Aside from the United States’ Bush administration, there is no longer any doubt that climate change is happening, and that it is being sped along by the human population. The polar ice caps are definitely melting, the coasts of countries all over the world are certainly being eroded at geologically breakneck speeds, and water shortages are without question affecting regions which have never in recorded history felt such shortages. These are not opinions, they are well documented facts that can be seen in great detail by following the links included in this article.

Oddly, the 100 months countdown isn’t even a new number. In the early 1990’s U.S. Newspapers ran a series of syndicated articles on climate change, and estimated that irreparable damage would be attained in no more than 20 years. Those estimates were based on the best climate research available at the time, and here it is backed up, just over 10 years later, by climate research that has made tremendous amounts of progress in recent years. The only thing that has changed, it seems, is that humanity has allowed half the time they had to fix the problem slip away without any sort of positive action.
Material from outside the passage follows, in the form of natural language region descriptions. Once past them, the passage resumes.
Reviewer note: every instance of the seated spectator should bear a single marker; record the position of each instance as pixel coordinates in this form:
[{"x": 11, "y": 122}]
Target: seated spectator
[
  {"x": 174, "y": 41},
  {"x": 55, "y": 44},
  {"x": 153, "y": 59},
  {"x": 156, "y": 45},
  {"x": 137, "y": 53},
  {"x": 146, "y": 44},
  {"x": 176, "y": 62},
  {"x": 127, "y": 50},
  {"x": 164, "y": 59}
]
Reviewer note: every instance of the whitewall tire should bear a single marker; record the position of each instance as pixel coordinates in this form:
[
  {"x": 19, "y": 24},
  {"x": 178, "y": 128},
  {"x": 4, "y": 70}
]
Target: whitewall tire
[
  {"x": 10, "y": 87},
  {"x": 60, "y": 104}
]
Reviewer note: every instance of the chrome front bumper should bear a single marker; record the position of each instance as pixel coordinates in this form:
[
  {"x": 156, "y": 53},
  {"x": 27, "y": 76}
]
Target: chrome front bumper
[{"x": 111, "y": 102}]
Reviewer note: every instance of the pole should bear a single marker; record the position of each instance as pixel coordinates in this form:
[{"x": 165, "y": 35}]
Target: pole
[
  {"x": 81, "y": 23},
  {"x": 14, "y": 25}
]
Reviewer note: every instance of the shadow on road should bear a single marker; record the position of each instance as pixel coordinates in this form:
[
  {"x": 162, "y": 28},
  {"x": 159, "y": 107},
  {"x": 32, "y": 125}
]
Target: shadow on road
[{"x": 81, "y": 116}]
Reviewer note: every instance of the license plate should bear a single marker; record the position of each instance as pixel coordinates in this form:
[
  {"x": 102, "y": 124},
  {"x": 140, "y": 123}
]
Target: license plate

It seems that the general public just doesn’t care about what will happen in the future.

Climate change - Armageddon or Apocalypse

As an example, take my roommate. He has 3 computers, all of which run most of every day, and only one is actually used for any real computing. Another one is used exclusively to monitor incoming telephone calls with a program that could run in the background on even an old 386 machine. He is infuriated that I explain it’s important to use water efficiently. “This is Florida,” he says, “there’s water everywhere.” That he can say this while ignoring his three computers and sitting in front of a television news program discussing the prolonged drought in south Florida is nothing short of amazing, but he is the rule, not the exception.

The question is, what will you do with the 8 years that are left for your way of life? Will you bother to fix the leaky faucets, or reduce your power consumption? Or will you decide that someone else will solve the problem, and that anything you can do as an individual makes no difference? Every single one of us has just been informed that we have 8 years to make drastic changes in our way of life, or climate change will take that way of life from us. What we do with that time will be the definition of our species. As I complete this article, the countdown clock says 70,481 hours remain.